The ride through the dreary tunnel with the dark waters of the canal beneath us, and an insecure chalk roof above our heads, enlivened as it is by occasional shrieks from the engine's vaporous lungs, and the unceasing rattle of the train, is apt to make one feel somewhat nervous; and the first glimpse of bright daylight that breaks upon us, relieves us from a natural anxiety as to the chances we run of being crushed by the fall of some twenty tons of chalk from above, or being precipitated into twenty feet of water beneath, with the doors of the carriages locked and no "Nautilus belt" around our waists and not even a child's caul in our pocket. This relief is however temporary, for the light only breaks in through a gap in the tunnel, and some more experienced traveller informs us we are only half out of it. However, our journey is brought to a close without any accident: and we embark on the steamer that is to deposit us at Chatham.
—William Orr, 1847
In 1846 the canal company sold the tunnel to the South Eastern Railway company, which filled the canal and laid a double railway track over it. This was part of the North Kent Line. The canal towing contractor's home was converted into the ticket office for Higham railway station.
Orr's fears of a chalk fall, however, were not unfounded. Over the years, there have been many roof falls, most small. But in December 1999 a fall near Strood derailed a train, fortunately without causing serious injuries (but leaving a hole in the ground in an orchard). Some 60% of the tunnel had by this date been lined: in 2004 it was closed to line the remainder and renew the track, reopening a year later on 17 January 2005.
1846 to today
The remainder of the canal, between Higham and Gravesend, continued to be used until 1934. It suffered bomb damage during World War II, and some areas have been back-filled or are choked with reed growth. The Strood canal basin, long orphaned by the loss of the tunnel, was back-filled in 1986 and has now been built over.

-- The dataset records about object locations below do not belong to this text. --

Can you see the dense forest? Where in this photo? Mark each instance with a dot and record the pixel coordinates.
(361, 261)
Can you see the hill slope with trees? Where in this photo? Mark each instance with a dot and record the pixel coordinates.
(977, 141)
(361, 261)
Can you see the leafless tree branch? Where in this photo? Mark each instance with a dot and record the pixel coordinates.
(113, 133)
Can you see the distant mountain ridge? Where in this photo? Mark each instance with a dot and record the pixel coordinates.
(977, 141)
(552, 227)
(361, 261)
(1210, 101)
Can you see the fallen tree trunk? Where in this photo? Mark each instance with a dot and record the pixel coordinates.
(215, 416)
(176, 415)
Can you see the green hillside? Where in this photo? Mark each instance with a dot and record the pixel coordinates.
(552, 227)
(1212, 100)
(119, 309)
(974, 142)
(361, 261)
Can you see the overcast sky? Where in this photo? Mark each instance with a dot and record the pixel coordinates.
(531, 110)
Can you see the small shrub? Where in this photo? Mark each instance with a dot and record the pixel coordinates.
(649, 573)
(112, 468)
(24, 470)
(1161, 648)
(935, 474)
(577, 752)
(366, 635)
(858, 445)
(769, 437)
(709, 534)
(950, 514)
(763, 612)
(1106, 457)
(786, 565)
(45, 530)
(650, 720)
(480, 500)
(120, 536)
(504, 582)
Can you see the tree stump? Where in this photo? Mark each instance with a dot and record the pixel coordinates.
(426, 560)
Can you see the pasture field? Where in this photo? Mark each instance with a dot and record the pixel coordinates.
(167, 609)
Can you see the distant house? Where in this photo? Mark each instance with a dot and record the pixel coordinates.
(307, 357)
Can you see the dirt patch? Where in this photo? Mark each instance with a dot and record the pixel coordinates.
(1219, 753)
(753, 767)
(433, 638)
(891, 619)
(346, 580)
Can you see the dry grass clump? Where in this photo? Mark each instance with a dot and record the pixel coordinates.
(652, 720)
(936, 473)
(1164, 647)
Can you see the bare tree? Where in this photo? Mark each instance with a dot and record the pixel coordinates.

Since 1976 the canal has been in the hands of the Thames & Medway Canal Association (TMCA), which has dredged some areas. British Rail restored one of the swing bridges. The towpath has recently been renovated for use by pedestrians and cyclists. It now forms part of Route 1 of the National Cycle Network from Dover to John o' Groats. For walkers, it forms part of circular walks linked to the Saxon Shore Way.
There are now plans to fully renovate the canal and make it a focal point of development in Gravesend, to benefit the town while meeting the Thames Gateway project's demands for house-building. In October 2004, the Gravesend canal basin was dredged, after which the lock gates into the Thames were renovated, enabling the basin to be used by boats from the river. The line of the canal has been protected from development since 1992.